The main challenges are getting partners to a point where they are connected to the ecosystem in a functional way. “This can be from resistance to interconnect at all to limitations on how they connect, and how and what information and processes are involved,” he said.
Other big challenges attendees faced included having to deal with the complexity of legacy systems, the ongoing headache of technical debt, the hurdles associated with change management and procedural changes (tech and business issues), and a lack of buy-in from c-level executives.
Dematic business systems manager, Michael Plonus, said his biggest issue was a lack of resources – and the fact there’s substantive work to be done in terms of staffing and skills.
The company, which supplies integrated automated supply chain technology and software and services, employs more than 6000 people and has engineering centres and manufacturing facilities in the US, Mexico, Australia, Germany, Italy and China.
Plonus said Dematic is currently “dipping its toes in the water” on the connected business journey and planned to adopt a digital inventory management system on its sites, but it was worried about resources.
However, the company is looking to beef up operational efficiencies and boost cost savings. Digitisation was a good focal point, he said.
“We have a global digitisation strategy and there are some projects on the way - for example, digitisation of operational data.”
The tech leaders said constant concerns include a lack of resources and issues with IT security, IT governance and compliance.
Other major worries included ‘loss of control’ in relying on cloud platforms; a lack of communications amongst stakeholders about the cloud strategy; resistance to change and “old-school mentalities” from employees; and difficulties in properly crafting and articulating the business case for cloud and then convincing the board to commit.
Attendees agreed that while IT leaders face a host of challenges they also needed to deal with them and move into the connected business environment in order to stay agile and competitive.
They recognised using normal business models is not always possible and tech chiefs need to look at process optimisation - and cloud services - in order to stay competitive.
Technology chiefs are no longer simply tasked with keeping the lights on. They now have to deliver operational efficiencies and cost savings, while also driving innovative change in order to realise the ‘interconnectedness’ of everything from business processes and models to business activities.
Sage Product Director, Australia and Asia, Ettore Alterisio acknowledged the challenges, and said there would always be resistance to change within organisations.

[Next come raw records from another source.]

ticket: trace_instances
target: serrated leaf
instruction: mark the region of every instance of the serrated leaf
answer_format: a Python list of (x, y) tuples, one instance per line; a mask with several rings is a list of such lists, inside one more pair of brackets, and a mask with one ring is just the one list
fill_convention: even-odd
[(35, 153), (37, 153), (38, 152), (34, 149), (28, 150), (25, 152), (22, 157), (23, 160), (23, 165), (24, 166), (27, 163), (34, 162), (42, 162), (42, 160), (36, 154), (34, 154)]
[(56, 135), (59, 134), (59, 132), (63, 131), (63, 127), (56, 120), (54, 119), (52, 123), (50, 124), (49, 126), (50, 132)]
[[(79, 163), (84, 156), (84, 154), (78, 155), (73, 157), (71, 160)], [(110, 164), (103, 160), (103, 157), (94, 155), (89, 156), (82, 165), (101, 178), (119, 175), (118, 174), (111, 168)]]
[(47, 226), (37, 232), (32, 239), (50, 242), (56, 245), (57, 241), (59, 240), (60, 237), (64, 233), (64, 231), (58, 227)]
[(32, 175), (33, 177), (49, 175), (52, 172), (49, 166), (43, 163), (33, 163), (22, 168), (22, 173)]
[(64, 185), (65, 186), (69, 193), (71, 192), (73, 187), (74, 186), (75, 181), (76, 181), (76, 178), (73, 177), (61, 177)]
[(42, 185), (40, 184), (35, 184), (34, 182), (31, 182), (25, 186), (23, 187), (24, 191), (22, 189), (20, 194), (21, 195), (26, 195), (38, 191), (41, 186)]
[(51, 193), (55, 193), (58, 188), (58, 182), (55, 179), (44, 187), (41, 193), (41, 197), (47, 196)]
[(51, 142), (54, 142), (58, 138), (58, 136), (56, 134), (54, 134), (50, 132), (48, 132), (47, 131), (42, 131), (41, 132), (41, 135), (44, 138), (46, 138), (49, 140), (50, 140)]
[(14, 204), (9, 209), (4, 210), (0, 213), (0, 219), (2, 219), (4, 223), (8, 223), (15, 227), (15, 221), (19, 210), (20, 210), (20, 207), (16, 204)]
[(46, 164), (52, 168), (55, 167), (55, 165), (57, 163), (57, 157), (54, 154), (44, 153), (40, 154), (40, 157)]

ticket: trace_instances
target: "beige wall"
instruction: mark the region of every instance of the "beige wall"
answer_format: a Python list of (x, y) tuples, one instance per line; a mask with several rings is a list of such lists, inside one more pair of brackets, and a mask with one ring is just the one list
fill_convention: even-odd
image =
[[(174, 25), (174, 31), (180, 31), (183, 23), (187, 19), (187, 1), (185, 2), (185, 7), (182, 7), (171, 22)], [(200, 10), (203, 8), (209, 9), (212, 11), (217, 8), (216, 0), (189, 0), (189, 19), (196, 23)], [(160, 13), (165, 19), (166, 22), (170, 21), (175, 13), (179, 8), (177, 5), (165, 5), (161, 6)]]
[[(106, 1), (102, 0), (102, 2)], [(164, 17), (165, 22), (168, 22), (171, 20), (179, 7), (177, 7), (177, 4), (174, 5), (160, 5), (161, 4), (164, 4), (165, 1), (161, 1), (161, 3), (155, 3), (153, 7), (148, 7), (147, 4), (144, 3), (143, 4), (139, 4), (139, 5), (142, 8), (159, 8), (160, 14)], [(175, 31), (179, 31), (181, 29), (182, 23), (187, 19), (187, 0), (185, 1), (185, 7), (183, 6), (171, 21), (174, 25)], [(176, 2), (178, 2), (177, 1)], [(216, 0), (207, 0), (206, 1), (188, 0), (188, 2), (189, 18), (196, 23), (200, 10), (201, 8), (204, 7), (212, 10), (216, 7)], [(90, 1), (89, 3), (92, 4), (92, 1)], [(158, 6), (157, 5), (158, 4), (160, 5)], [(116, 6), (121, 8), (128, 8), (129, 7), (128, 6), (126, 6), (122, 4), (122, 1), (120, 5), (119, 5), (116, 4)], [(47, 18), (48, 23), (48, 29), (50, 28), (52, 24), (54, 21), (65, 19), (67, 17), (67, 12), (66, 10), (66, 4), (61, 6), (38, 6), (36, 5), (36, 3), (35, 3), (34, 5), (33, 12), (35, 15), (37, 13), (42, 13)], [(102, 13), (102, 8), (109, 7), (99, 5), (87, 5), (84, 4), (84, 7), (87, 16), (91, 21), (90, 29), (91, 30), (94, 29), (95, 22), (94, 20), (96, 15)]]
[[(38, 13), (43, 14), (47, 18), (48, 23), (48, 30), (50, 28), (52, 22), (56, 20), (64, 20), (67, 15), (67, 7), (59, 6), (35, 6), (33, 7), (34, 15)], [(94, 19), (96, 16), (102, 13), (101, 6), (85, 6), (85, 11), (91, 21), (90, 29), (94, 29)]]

“With technology evolving so quickly it can be difficult to know when and where to start,” he said. “But the main thing is to just start. You can start small and go from there but not starting is not an option.
“There is almost too much information out there. It can also be difficult to plan for future competition that doesn’t exist yet, which is why getting the infrastructure in place to embrace change is so important.” Alterisio suggested IT leaders - particularly those at the start of their journey - be open to ideas and recognise that who you connect with today may not be who you connect with tomorrow.
“Think of transformation in terms of a journey rather than having a fixed endpoint in mind – you may need to adjust as you go. This is a classic change the engines while keeping the plane in the air scenario.
“Look to platforms that already link to an existing ecosystem of applications so you can easily integrate functionality, which is what Sage Business Cloud looks to achieve. Proprietary systems that lock you in to a single vendor are potential technological dead ends.”
Agiasotis said the point is to “think beyond your four walls” and recognise it’s all about innovation and how companies connect with key stakeholders and customers.
“That’s when the magic happens - when you can interoperate beyond the four walls.”